Eytan Fox, avec Raphaël Nadajari ou Dalia Hager et Vidi Bilu, montre que la relève d’Amos Gitaï existe dans le cinéma israélien.

The Bubble
par son émotion et son intelligence agrandit considérablement le champ du cinéma gay.


L’avis de Chori :
Les juifs seraient-ils plus cool envers l'homosexualité que ne le sont les arabes ? Il semblerait bien, se dit-on en sortant du film d'Eytan Fox. Noam, Yali et Lulu, non non ce ne sont pas les trois petits cochons, ni les neveux de Donald, ce sont juste trois jeunes coloc' qui vivent à Tel Aviv (la Bubble du titre) : deux mecs gays,  (l'un, Yali, plutôt sensible extraverti (pour ne pas dire follasse) et le second, Noam, plutôt look hétéro flexible/je cache bien mon jeu) et Lulu, une superbe demoiselle hétérote et vendeuse dans une parfumerie, tous trois aux amours un peu... instables, compliquées (mais n'est-ce pas le propre de la jeunesse ?).

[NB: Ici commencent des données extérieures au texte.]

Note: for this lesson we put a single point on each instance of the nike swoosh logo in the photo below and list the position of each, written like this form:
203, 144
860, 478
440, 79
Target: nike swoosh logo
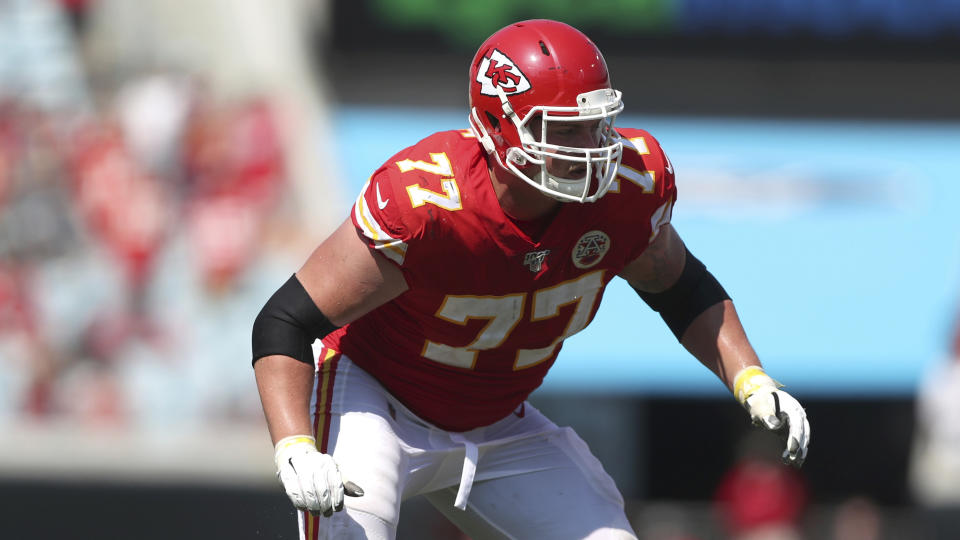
380, 202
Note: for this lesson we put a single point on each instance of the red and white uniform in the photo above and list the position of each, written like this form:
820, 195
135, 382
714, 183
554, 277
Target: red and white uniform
489, 306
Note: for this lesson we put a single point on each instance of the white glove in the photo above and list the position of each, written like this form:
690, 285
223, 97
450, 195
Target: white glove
774, 409
310, 478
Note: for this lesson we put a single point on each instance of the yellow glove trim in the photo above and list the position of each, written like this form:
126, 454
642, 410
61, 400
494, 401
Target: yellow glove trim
749, 380
287, 442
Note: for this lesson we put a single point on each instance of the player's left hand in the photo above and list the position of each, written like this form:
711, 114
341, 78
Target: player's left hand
775, 410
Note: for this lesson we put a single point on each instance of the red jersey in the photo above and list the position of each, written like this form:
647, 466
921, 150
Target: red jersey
488, 307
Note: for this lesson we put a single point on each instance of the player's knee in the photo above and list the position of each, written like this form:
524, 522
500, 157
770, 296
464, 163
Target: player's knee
352, 524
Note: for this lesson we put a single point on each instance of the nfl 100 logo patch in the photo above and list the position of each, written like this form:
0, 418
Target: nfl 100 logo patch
590, 249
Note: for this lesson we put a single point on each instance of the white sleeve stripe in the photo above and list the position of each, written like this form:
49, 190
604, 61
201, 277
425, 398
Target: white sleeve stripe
660, 218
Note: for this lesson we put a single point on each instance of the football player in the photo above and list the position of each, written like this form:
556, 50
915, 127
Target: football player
445, 297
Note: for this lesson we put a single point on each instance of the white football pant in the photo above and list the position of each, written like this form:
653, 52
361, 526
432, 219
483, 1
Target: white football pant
522, 477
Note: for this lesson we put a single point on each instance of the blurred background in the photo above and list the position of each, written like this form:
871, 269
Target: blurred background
166, 164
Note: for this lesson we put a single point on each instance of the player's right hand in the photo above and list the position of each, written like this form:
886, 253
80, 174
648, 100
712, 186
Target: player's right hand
311, 479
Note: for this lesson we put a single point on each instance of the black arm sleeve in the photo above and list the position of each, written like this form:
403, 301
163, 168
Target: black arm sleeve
691, 295
289, 323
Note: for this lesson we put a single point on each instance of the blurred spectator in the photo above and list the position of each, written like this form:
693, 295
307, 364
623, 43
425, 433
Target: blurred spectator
935, 458
857, 519
760, 498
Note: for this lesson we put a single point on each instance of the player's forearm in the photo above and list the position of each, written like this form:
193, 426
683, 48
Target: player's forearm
285, 385
717, 339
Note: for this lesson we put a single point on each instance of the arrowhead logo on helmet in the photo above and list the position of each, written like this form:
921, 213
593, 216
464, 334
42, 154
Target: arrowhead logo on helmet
498, 69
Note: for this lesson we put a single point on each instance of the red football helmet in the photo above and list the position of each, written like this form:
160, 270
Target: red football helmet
530, 74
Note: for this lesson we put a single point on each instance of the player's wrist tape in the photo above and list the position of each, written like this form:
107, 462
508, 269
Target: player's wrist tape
749, 380
292, 440
289, 323
694, 292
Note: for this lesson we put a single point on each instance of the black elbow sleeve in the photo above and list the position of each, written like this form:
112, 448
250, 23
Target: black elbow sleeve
691, 295
289, 323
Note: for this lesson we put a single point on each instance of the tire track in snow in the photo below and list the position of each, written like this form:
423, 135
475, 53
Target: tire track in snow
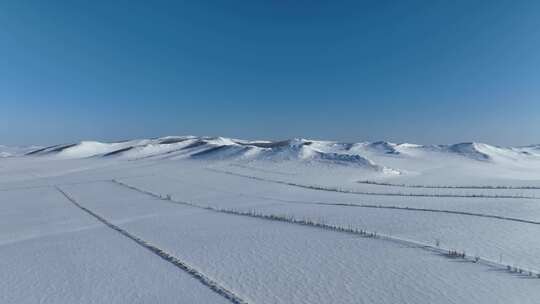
201, 277
336, 189
373, 206
368, 182
446, 252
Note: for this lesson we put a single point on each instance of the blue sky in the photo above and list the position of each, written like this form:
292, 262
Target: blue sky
414, 71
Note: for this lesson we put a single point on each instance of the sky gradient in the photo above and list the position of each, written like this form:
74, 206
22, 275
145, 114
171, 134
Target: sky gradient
405, 71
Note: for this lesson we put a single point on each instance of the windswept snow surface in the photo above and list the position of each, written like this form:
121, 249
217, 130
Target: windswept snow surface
185, 219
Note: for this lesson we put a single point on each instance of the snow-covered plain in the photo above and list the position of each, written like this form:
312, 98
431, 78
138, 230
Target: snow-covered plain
217, 220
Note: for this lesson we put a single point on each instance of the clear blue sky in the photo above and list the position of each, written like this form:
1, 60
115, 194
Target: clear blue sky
415, 71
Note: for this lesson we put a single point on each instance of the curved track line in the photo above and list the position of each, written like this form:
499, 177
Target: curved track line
335, 189
368, 182
447, 252
371, 206
201, 277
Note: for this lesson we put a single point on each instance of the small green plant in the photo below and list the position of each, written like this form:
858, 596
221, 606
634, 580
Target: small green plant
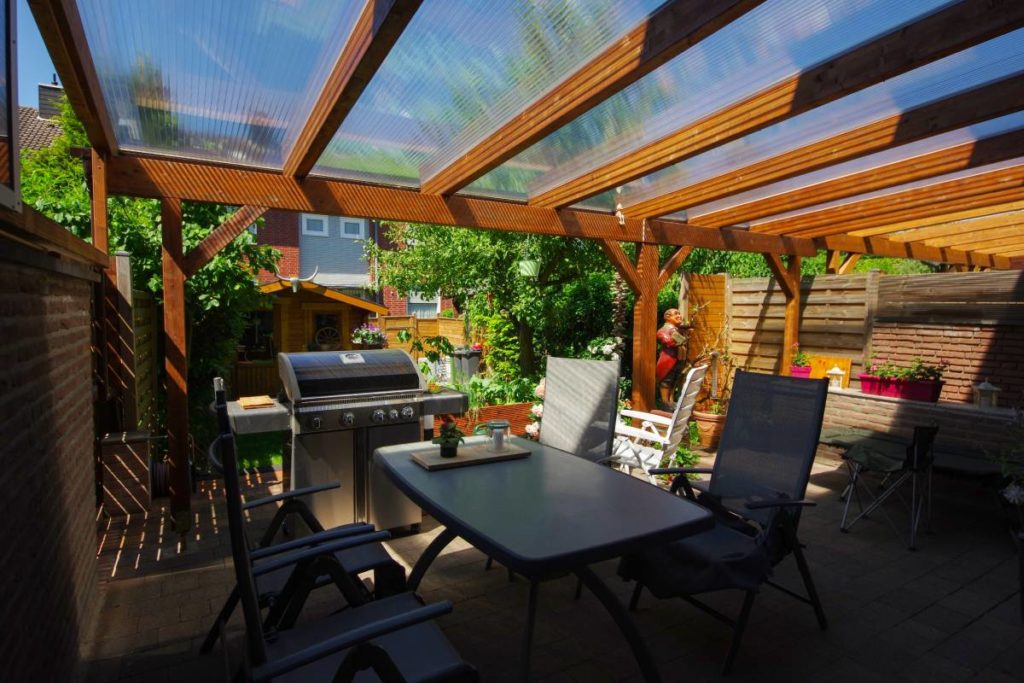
450, 433
801, 358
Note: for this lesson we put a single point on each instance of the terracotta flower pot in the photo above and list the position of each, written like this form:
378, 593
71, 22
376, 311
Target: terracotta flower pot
710, 428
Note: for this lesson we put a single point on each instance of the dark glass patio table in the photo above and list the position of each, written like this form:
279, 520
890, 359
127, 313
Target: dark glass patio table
544, 516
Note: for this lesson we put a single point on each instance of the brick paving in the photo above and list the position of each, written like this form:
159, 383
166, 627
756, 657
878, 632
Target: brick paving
946, 612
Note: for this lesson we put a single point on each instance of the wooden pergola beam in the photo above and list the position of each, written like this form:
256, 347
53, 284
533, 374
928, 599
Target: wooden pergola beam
965, 109
970, 226
157, 178
60, 27
975, 154
375, 33
913, 250
675, 27
979, 189
936, 36
220, 238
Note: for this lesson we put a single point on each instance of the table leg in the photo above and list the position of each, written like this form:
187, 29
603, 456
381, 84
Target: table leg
428, 556
623, 621
527, 642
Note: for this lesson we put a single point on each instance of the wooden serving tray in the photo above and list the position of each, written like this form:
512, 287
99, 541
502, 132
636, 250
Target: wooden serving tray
468, 455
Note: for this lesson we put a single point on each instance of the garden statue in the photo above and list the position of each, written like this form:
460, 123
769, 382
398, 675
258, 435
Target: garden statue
673, 350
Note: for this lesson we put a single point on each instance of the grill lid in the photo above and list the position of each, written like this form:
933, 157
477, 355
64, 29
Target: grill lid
336, 374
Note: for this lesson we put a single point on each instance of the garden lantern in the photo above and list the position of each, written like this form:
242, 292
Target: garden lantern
836, 377
986, 394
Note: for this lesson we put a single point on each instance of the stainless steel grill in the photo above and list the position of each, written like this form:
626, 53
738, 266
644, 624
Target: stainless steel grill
344, 406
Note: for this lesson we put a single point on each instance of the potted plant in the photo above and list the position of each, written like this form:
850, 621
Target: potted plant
921, 381
450, 437
801, 364
369, 335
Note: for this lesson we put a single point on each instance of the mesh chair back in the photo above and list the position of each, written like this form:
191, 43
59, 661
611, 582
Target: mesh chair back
580, 401
240, 548
769, 440
684, 407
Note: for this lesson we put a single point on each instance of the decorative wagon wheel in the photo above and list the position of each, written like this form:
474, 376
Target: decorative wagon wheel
328, 337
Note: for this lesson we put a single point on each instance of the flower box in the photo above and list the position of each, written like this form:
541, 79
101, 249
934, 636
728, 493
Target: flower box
927, 390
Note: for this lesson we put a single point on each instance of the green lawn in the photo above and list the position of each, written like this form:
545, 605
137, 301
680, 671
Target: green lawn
260, 450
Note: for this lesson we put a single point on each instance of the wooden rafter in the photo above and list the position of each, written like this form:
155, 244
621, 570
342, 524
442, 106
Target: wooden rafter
673, 28
938, 35
60, 27
976, 190
958, 227
220, 238
975, 154
200, 182
376, 31
946, 218
914, 250
624, 266
958, 111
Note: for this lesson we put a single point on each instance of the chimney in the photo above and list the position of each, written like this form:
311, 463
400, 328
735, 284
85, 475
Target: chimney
49, 95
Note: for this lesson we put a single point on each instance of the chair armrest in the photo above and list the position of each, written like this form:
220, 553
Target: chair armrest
289, 495
348, 639
633, 432
313, 540
681, 470
778, 503
649, 417
316, 551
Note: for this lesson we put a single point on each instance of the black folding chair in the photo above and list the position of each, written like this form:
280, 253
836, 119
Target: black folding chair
756, 492
283, 591
389, 639
914, 469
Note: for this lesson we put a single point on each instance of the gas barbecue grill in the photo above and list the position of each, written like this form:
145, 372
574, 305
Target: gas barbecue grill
345, 404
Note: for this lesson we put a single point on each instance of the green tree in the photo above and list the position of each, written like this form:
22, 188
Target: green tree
219, 297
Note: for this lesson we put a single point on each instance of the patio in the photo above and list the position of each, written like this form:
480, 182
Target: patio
948, 611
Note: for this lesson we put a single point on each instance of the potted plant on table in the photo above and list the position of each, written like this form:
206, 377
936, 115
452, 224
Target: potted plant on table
800, 366
450, 437
369, 335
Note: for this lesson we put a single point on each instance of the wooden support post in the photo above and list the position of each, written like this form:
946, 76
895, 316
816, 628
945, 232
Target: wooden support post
645, 326
787, 276
175, 363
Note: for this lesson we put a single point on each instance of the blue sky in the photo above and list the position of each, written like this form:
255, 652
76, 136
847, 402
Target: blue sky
34, 66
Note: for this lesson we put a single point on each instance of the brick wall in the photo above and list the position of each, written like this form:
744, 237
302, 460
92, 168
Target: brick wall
47, 558
281, 229
974, 353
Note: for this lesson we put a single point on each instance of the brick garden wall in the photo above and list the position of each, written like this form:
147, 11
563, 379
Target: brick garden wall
46, 473
974, 353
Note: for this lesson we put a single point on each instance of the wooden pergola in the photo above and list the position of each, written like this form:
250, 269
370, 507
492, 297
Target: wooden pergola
957, 203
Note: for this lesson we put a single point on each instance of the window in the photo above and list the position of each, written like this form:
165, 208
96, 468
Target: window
353, 228
423, 305
314, 225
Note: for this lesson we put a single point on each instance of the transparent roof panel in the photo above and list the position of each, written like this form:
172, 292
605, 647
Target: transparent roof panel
460, 70
974, 133
775, 41
958, 73
229, 80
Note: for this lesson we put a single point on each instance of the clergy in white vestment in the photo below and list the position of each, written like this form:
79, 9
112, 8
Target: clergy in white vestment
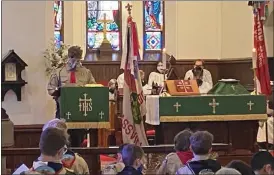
261, 136
120, 81
157, 76
203, 76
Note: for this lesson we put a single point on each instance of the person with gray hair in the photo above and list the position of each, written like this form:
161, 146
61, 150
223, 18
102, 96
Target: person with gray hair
175, 160
201, 146
227, 171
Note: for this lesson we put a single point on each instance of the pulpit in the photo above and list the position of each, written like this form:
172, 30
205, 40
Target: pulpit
86, 108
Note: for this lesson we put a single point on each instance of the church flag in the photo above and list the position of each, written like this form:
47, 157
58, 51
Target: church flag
262, 70
134, 107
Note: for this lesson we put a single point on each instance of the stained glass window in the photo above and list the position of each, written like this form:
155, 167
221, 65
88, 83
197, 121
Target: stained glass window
153, 25
58, 22
103, 16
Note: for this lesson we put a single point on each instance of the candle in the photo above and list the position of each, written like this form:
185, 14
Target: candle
254, 58
164, 58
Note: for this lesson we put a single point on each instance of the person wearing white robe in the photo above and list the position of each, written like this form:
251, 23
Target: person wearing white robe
261, 136
206, 78
157, 76
120, 81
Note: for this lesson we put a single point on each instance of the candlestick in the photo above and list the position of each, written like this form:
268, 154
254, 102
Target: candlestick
164, 58
254, 58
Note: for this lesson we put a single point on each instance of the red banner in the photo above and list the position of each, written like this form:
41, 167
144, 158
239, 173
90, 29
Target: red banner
262, 71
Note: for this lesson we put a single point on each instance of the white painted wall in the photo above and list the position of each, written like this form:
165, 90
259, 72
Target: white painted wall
26, 28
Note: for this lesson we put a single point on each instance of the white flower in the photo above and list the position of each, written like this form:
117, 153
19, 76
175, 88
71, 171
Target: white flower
55, 57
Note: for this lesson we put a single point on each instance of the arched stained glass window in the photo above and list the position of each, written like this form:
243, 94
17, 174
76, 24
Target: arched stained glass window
103, 16
153, 25
58, 7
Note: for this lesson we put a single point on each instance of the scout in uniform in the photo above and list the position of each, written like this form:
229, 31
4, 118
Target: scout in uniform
49, 161
70, 159
71, 74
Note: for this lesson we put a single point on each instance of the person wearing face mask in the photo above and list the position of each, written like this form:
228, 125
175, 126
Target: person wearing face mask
261, 136
71, 74
49, 161
133, 158
70, 159
201, 75
112, 86
262, 163
157, 76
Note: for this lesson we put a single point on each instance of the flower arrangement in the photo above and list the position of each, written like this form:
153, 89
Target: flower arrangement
55, 57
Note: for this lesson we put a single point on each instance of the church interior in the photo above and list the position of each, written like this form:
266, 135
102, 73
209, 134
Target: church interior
139, 73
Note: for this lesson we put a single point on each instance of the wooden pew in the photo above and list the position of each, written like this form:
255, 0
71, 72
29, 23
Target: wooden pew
16, 156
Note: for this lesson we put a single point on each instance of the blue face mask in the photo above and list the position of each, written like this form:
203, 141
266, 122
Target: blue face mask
72, 63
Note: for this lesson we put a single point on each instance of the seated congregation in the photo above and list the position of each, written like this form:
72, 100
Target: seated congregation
192, 155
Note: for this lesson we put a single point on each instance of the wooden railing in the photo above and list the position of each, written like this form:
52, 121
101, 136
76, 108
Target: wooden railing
16, 156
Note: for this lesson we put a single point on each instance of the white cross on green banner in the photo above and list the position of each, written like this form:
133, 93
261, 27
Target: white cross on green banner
85, 107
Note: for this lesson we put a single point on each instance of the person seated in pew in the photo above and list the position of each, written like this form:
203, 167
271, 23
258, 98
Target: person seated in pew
176, 160
113, 169
70, 159
262, 163
261, 136
157, 76
227, 171
133, 158
52, 145
117, 167
201, 146
201, 75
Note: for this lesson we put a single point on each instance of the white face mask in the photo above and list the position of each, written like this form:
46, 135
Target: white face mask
160, 68
72, 62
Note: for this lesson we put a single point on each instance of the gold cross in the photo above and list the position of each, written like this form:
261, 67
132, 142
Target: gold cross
213, 104
105, 21
250, 104
128, 7
177, 105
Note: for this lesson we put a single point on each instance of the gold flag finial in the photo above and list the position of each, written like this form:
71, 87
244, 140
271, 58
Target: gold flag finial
128, 7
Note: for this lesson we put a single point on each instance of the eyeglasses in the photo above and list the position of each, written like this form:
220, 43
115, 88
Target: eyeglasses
65, 148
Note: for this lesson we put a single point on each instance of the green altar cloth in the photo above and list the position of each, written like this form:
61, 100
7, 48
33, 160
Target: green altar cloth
212, 108
85, 107
228, 87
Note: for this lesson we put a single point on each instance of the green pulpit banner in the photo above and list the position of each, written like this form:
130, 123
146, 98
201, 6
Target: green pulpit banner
212, 108
85, 107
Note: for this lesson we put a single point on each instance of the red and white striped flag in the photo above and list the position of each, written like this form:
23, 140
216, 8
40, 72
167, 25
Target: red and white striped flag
262, 70
134, 107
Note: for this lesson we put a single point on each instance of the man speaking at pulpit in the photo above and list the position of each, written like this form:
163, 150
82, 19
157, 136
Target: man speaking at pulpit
71, 74
203, 76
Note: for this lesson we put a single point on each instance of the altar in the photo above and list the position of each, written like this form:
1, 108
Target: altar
232, 119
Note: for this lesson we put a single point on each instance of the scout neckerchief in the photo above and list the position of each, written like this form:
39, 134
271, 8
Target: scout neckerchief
68, 159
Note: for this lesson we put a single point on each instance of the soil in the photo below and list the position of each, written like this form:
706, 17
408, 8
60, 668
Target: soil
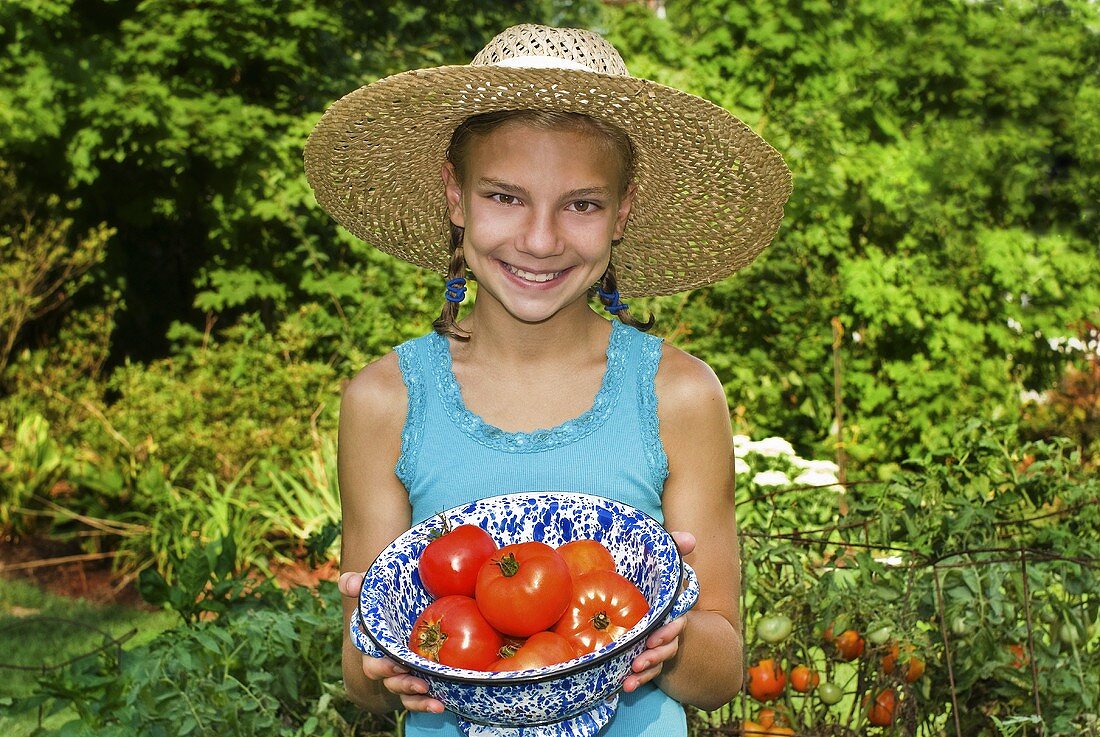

Surtout à partir du moment où Noam ramène à la maison le tout mimi Ashraf, palestinien rencontré au début du film à un check point (où Noam patrouillait en treillis, sous les ordres d'un gradé aussi borné qu'imbécile – pléonasme ? – et qu'on retrouvera d'ailleurs par la suite, toujours autant l'un que l'autre), et que la cohabitation va devoir s'organiser en conséquence : Ashraf est en situation irrégulière, c'est un clandestin, il faut l'aider, et Yali va donc l'embaucher comme serveur dans son café. Mais, comme les scénaristes bossent, le destin veille... (comme on dit.)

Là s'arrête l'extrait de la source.